L’antica Azucarera, in pieno centro di Ruiz de Alarcón e circondata dal triangolo del Prado, sta per iniziare una nuova vita: quella di hotel di grande lusso con uno degli spazi gastronomici più esclusivi di Madrid. Il Mercer Hotel Madrid 5* Gran Lujo si insedia in quella che era la sede della Sociedad General Azucarera de España, un edificio del 1905 firmato da Enrique María Repullés y Vargas, architetto della Casa Reale e autore del Palacio de la Bolsa, oggi protetto nel Catalogo Generale degli Edifici Protetti per il suo valore patrimoniale. Il progetto, sviluppato da RCCyP Arquitectura in collaborazione con la Direzione Generale del Patrimonio dello Stato, ha cercato di conservare il più possibile la memoria architettonica dell’edificio, adattandolo agli standard di un hotel contemporaneo a cinque stelle.

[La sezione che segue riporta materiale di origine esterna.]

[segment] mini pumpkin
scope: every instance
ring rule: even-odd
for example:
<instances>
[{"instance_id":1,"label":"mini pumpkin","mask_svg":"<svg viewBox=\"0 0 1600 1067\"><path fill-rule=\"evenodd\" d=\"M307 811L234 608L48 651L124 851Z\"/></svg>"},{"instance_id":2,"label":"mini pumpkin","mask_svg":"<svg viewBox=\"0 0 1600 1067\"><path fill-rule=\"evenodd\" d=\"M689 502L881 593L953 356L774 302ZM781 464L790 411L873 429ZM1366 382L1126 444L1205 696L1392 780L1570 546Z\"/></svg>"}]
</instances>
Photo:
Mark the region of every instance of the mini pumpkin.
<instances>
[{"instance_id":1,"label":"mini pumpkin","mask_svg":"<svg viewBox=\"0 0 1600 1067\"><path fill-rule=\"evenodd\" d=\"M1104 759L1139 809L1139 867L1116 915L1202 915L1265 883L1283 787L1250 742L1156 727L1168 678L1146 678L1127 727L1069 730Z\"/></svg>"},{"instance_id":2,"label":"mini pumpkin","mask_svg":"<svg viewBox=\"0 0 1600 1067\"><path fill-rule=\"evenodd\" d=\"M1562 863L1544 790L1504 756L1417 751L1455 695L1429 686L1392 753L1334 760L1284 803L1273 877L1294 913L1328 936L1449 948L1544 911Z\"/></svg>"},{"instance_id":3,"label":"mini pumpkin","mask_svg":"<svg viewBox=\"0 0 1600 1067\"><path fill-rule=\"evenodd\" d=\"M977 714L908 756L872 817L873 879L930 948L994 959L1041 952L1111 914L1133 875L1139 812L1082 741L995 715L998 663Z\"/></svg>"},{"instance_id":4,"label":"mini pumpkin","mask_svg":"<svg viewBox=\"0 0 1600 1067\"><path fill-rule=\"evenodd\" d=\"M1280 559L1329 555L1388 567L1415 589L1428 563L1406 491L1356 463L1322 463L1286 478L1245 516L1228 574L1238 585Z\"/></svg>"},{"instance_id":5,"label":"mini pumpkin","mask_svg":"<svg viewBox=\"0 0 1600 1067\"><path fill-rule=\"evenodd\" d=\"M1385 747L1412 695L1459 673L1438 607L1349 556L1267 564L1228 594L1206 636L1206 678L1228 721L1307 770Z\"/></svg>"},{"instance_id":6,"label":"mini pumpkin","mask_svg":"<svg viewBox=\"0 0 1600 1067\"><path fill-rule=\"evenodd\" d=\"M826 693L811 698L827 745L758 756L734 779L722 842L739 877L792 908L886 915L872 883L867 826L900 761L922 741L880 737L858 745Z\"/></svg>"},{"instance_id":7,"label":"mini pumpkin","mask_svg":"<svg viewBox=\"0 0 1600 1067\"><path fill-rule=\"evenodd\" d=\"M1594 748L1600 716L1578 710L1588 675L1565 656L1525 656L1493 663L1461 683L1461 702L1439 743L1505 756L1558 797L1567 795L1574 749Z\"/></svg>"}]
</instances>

La filosofia della casa è riassunta dal suo fondatore e CEO, Pedro Molina, che definisce il Mercer Madrid come un esercizio di “lusso silenzioso” alimentato dalla ricerca della bellezza e dell’eccellenza, più incentrato sulle sottigliezze che sull’ostentazione. Questa idea si traduce in 61 camere e suite arredate dall’interior designer Andreu Carulla con pavimenti in rovere, infissi in noce, bagni in granito Rosavel e una palette di tonalità naturali, con alcune stanze che conservano i soffitti alti e le modanature originali e altre che incorporano terrazze con vista sul quartiere dei Jerónimos. L’hotel completa la sua offerta con una spa con sauna e piscina riscaldata, una palestra, una sala per eventi privati e una terrazza sul tetto con piscina e solarium riservati agli ospiti, oltre a una terrazza aperta al pubblico con una vista fantastica sul centro di Madrid.
Un nuovo hotel di lusso in un edificio storico di Madrid

Al centro del progetto c’è La Sociedad Gastronómika, il ristorante del Mercer Madrid, gestito da Eneko Atxa, chef dell’Azurmendi, premiato con tre stelle Michelin e una stella verde. La sua cucina nella capitale mantiene i tratti distintivi che gli hanno dato prestigio internazionale: impegno per la sostenibilità, prodotti di stagione, un forte legame con il territorio e una reinterpretazione contemporanea della tradizione.
Lo spazio gastronomico è diviso in tre parti, tutte con capienza ridotta: una sala con cucina a vista per soli 12 commensali, un salone adiacente per 24 persone e una cantina con sala da pranzo privata con capienza per 16 persone. Si aggiunge anche un altro richiamo alla storia dell’edificio: La Azucarera, il cocktail bar dell’hotel firmato da Javier de las Muelas, creatore di bar emblematici come il Gimlet o il Dry Martini, dominato da un grande bancone a U che invita a prolungare la serata tra drink d’autore al piano terra dell’edificio.